Some additional things that came up in a conversation I had with Bostrom himself about this:

  • A strong culture that gives people guidance on what things to work on, and helps researchers and entrepreneurs within the organization coordinate

  • A bunch of logistical and operational competence to handle visas, start new entrepreneurial projects, provide infrastructure necessary for various types of research, handle fundraising and external relations, etc.

My sense is Lightcone is pretty well-placed for doing a good job at these, having supported a lot of related research through our work on LessWrong, having a fully outfitted campus in Downtown Berkeley, having a lot of established relationships with many researchers in adjacent fields, and not being particularly beholden to any conservative and bureaucratic institutions threatening to smother us the same way the University of Oxford smothered FHI.

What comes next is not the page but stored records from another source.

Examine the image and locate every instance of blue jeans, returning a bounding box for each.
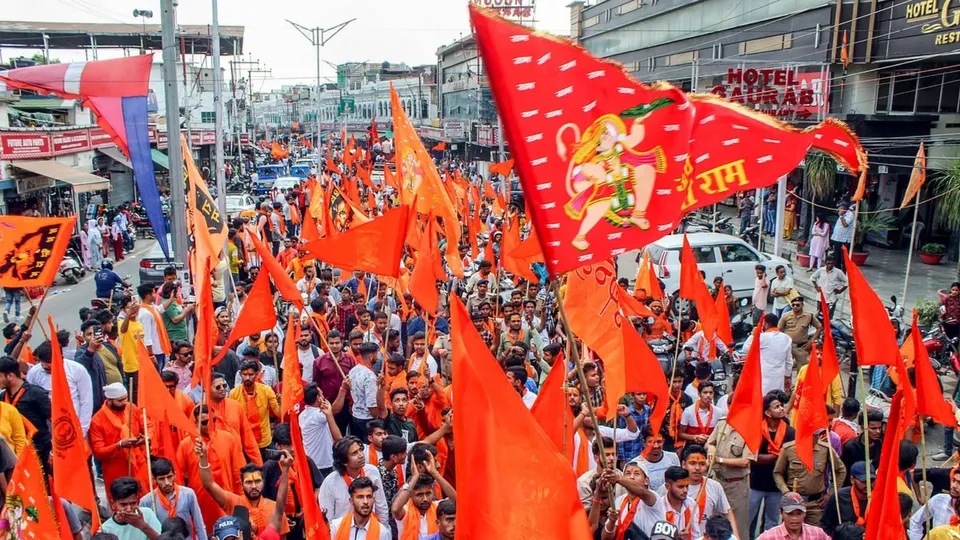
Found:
[4,289,23,317]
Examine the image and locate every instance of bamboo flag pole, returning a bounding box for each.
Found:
[142,408,162,515]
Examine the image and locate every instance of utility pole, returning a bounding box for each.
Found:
[160,0,187,267]
[287,18,357,162]
[210,0,227,217]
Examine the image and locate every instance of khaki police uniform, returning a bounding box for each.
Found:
[707,420,757,538]
[773,439,847,526]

One of the key uncertainties that I have is whether there is a critical mass of great researchers to support that would want to work with me and others in the space. My best guess is I could fundraise for something like this, and I feel good about my ability to cultivate a good culture and to handle the logistics and operations of such an organization well, but I have less of a sense of who might be interested in being part of such an organization. I also of course think Bostrom was a more skilled researcher than anyone working at Lightcone right now, and his taste played a large role, and that at least suggests anything I run would look quite different from what FHI looked like.

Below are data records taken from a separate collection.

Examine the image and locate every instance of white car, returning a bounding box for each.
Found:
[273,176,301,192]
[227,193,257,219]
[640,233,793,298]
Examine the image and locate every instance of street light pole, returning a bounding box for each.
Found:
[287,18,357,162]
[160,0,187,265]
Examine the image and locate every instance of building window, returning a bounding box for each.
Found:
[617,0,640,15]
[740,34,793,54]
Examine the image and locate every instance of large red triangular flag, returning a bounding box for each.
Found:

So this post is a call for people to register interest in joining or supporting such an institution. You can fill out this form with a bunch of questions, or comment below with your thoughts about what kind of thing you might be most interested in participating in:

P.S. Bostrom himself wrote a poem about the FHI. For April 1st me and my team turned it into a song that you can listen to here.

  1. ^

    Some examples of concepts coined or developed at FHI that I use frequently (quoting this EA Forum comment):

    The concept of existential risk, and arguments for treating x-risk reduction as a global priority (see: The Precipice)

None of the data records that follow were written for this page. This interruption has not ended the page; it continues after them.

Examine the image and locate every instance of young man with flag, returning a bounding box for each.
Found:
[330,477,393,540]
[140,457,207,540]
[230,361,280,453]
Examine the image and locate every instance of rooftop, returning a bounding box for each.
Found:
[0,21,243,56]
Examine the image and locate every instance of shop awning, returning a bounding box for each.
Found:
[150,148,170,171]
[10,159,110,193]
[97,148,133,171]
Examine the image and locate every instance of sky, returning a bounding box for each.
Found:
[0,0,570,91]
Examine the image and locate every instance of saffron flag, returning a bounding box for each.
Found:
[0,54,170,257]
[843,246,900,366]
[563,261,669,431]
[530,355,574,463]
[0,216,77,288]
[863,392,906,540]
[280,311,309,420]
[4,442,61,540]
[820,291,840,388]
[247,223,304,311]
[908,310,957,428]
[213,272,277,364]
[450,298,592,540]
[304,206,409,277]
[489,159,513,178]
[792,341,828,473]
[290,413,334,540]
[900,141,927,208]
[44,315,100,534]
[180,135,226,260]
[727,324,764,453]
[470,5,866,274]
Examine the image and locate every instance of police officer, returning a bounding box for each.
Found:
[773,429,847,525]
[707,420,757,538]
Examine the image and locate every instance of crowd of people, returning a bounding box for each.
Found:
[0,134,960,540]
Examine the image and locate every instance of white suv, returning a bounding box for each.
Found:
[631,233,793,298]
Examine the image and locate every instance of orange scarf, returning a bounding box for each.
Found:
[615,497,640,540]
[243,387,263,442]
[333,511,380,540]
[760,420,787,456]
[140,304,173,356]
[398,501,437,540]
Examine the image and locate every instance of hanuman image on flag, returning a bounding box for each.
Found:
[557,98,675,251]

    Arguments for x-risk from AI, and other philosophical considerations around superintelligent AI (see: Superintelligence)

    Arguments for the scope and importance of humanity’s long-term future (since called longtermism)

    Information hazards

    Observer selection effects andanthropic shadow’

    Bounding natural extinction rates with statistical methods

    The vulnerable world hypothesis

    Moral trade

    Crucial considerations

    The unilteralist’s curse

    Dissolving the Fermi paradox

    The reversal test in applied ethics

    Comprehensive AI services’ as an alternative to unipolar outcomes

    The concept of existential hope

  2. ^

    Among college campuses there seems to be a somewhat common trope to call yourself “the Harvard of the West” or “the Harvard of the Midwest”, in a somewhat clear exaggeration of the actual quality of the university. This became more of an ongoing and recurring joke when Kennedy visited the University of Michigan Ann Arbor which had often been called (unclear whether intended as a joke or seriously) the “Harvard of the Midwest” and identified himself (as a Harvard graduate) as “a graduate of the Michigan of the East”.